“Ahora que eres mi mujer, siempre debes mantenerte
suave para mí. ¿Lo entiendes?”
“Sí, Señor.” Ella sabe la parte de su cuerpo que él
quiere mantener especialmente suave. No va a recordárselo más.
“Debes cuidarte cada día,” dice él.
“Por supuesto, Señor,” ella responde.
“Y quiero inspeccionarte todos los días.”
Ella asiente con la cabeza. Tiene miedo de que él
desee mirar mientras lo hace. En una ocasión, había insinuado que incluso
podría inspeccionarla él mismo. De repente, ha tenido una visión sobre ella.
Abierta de par en par, mirando hacia abajo mientras las manos de él empezaban a
trabajar, tirando de sus pliegues para que la cuchilla de afeitar se deslizara
libremente. Ante esta idea, ella se sonroja. Sería insoportable. Pero, lo que
sería peor de todo, es que él vería lo humedecida que ella se había puesto.

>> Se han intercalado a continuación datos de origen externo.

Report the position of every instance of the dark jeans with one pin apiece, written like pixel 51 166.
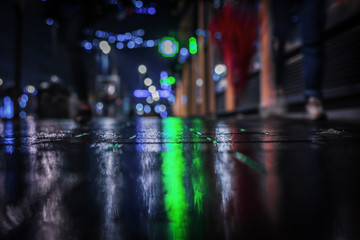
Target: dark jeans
pixel 312 17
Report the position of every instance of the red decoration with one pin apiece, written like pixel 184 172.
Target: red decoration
pixel 237 25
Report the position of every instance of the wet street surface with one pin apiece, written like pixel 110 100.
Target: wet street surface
pixel 174 178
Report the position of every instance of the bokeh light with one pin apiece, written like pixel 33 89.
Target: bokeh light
pixel 105 47
pixel 148 81
pixel 142 69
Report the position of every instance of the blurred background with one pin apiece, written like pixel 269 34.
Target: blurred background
pixel 164 58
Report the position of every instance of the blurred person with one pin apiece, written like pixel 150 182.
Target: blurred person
pixel 312 19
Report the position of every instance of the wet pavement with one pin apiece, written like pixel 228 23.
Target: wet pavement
pixel 174 178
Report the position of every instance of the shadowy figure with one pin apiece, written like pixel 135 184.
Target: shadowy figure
pixel 312 18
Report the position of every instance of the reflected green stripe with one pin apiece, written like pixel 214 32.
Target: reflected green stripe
pixel 173 169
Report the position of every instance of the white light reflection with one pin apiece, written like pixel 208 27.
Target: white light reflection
pixel 110 181
pixel 148 150
pixel 222 164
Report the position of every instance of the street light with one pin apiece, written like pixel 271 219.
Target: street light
pixel 142 69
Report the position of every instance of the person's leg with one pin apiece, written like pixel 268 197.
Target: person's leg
pixel 280 11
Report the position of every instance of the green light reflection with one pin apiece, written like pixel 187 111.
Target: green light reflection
pixel 198 172
pixel 173 169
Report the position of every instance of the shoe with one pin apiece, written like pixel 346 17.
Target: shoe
pixel 315 110
pixel 84 114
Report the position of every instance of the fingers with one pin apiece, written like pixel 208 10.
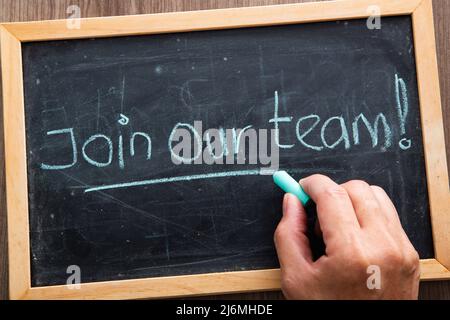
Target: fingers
pixel 385 202
pixel 334 208
pixel 367 207
pixel 291 241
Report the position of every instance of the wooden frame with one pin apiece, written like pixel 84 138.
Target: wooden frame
pixel 13 34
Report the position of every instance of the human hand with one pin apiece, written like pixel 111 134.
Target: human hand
pixel 363 237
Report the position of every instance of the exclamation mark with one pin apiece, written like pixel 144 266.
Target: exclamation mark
pixel 401 94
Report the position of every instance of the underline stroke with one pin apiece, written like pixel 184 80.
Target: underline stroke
pixel 254 172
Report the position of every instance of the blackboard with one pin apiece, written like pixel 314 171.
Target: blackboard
pixel 322 76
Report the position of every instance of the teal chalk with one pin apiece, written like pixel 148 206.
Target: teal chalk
pixel 289 185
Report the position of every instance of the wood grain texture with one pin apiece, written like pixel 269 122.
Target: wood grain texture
pixel 30 10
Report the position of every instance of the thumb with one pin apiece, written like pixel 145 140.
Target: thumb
pixel 291 240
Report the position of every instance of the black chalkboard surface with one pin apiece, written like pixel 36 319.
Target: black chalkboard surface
pixel 105 193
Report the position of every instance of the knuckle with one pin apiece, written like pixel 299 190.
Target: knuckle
pixel 412 261
pixel 279 233
pixel 357 184
pixel 335 192
pixel 378 189
pixel 393 256
pixel 316 178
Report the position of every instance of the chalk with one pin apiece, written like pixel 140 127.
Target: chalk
pixel 289 185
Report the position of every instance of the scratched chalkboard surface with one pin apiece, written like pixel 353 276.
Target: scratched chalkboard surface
pixel 140 155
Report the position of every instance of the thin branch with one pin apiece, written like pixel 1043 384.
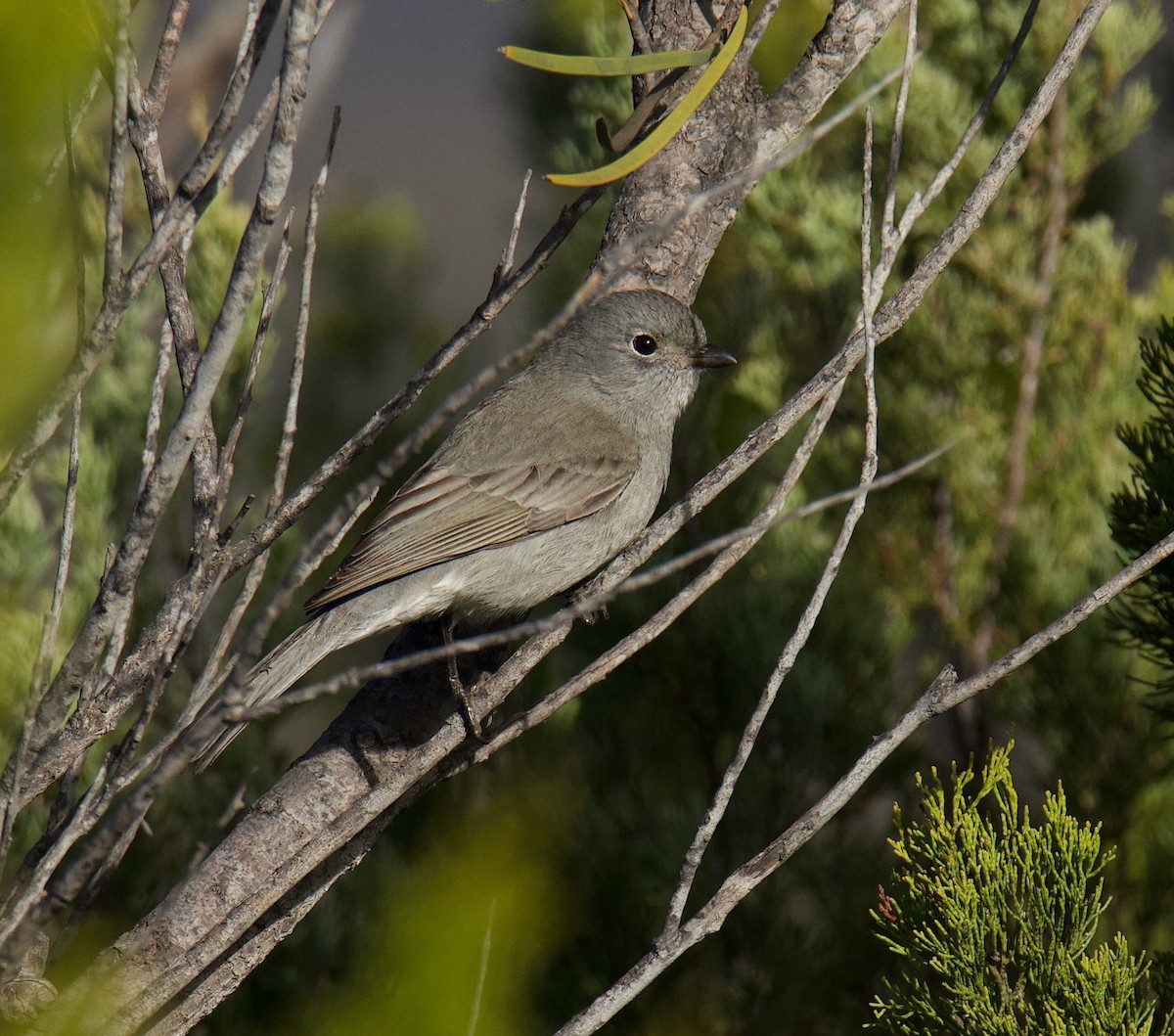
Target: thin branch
pixel 112 276
pixel 505 267
pixel 1028 387
pixel 798 639
pixel 289 427
pixel 946 692
pixel 47 646
pixel 242 552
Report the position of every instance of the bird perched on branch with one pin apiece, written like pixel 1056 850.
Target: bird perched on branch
pixel 528 495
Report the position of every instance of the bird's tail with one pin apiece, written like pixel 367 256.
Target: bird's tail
pixel 279 671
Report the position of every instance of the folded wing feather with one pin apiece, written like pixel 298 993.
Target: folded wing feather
pixel 440 515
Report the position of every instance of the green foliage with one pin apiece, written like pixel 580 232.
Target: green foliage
pixel 992 919
pixel 1143 514
pixel 46 52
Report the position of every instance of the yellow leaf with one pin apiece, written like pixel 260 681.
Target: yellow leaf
pixel 668 126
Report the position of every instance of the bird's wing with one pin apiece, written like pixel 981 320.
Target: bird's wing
pixel 441 514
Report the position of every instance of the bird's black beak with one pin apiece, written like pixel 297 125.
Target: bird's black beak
pixel 711 356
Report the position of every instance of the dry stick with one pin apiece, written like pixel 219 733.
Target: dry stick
pixel 944 694
pixel 505 265
pixel 197 185
pixel 86 725
pixel 268 304
pixel 48 631
pixel 289 428
pixel 124 824
pixel 1028 389
pixel 156 98
pixel 116 182
pixel 582 608
pixel 362 814
pixel 733 774
pixel 151 448
pixel 268 532
pixel 15 770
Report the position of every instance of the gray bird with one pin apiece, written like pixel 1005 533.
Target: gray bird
pixel 532 491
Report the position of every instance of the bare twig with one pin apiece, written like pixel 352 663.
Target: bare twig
pixel 112 276
pixel 1028 389
pixel 48 642
pixel 725 793
pixel 268 304
pixel 944 694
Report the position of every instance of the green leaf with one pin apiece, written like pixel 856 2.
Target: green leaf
pixel 668 126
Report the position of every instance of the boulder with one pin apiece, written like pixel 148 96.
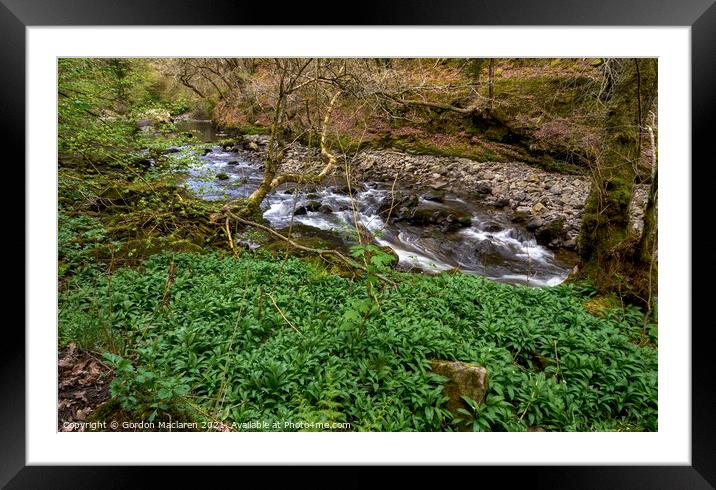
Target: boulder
pixel 154 116
pixel 463 379
pixel 552 233
pixel 534 223
pixel 483 189
pixel 446 219
pixel 435 196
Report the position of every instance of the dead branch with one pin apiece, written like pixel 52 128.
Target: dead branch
pixel 318 251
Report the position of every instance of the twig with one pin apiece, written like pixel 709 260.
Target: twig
pixel 340 256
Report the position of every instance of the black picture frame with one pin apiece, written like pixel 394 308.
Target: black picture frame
pixel 16 15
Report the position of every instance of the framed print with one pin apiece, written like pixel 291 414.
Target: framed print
pixel 246 243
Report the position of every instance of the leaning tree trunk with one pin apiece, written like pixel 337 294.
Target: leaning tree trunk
pixel 611 256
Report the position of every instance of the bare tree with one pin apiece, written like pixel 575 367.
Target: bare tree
pixel 611 255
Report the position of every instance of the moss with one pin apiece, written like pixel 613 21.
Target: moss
pixel 599 305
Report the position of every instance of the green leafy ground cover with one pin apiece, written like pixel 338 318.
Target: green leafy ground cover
pixel 206 340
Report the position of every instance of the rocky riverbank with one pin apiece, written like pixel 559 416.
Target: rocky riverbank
pixel 549 204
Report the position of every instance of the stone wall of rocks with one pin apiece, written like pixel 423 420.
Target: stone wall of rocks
pixel 546 202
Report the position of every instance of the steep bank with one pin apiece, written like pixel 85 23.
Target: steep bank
pixel 548 203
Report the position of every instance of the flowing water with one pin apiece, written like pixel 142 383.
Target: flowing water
pixel 491 245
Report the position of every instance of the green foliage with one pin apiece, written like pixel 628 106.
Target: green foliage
pixel 213 335
pixel 143 393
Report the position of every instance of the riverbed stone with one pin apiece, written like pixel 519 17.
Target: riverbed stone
pixel 463 379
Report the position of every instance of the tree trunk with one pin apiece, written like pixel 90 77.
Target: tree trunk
pixel 610 255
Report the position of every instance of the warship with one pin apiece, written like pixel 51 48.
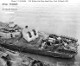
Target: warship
pixel 29 40
pixel 12 58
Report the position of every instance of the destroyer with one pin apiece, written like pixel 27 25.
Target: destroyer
pixel 33 41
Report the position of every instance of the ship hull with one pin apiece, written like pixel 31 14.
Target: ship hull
pixel 37 51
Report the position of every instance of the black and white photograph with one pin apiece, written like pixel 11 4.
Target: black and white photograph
pixel 39 33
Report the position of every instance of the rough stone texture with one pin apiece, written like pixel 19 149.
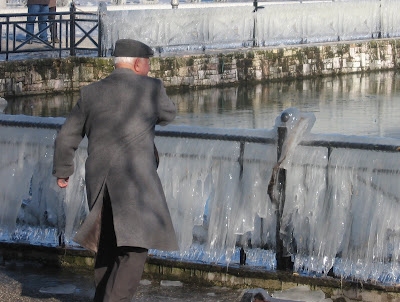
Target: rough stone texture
pixel 204 70
pixel 209 275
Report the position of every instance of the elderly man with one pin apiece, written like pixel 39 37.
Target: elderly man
pixel 128 211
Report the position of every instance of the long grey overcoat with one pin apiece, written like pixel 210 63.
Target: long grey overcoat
pixel 118 115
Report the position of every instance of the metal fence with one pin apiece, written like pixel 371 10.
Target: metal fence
pixel 243 140
pixel 77 31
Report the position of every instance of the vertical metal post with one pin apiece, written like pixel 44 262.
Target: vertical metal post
pixel 7 34
pixel 72 28
pixel 241 161
pixel 283 262
pixel 102 11
pixel 255 4
pixel 174 3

Ella se siente aliviada porque hoy la ha enviado sola
al cuarto de baño. Cuando ella vuelva, estará sentado en la cama.
“Ven aquí,” dice.
“Ella se acerca.”
“Abre tus piernas.”
Ella está de pie con su piernas separadas, su bata
echada hacia atrás. Ella mira hacia otro lado, mientras sus dedos se introducen
dentro de ella forzándolos. Este gesto se prolonga un poco de tiempo, una
inspección que parece más meticulosa de los estrictamente necesario.
“Muy bien,” al fin, él dice. “Ahora, díme qué bragas
propones ponerte. Estás babeando por tu coño más de lo normal.”
Su rostro se pone rojo brillante. Ella se ha
esforzado bastante por mantenerlo agradable, fresco y limpio, pero su cuerpo,
una vez más, la ha traicionado. Ella se escabulle hacia su cajón de ropa
interior, secando subrepticiamente sus piernas con el filo de su falda.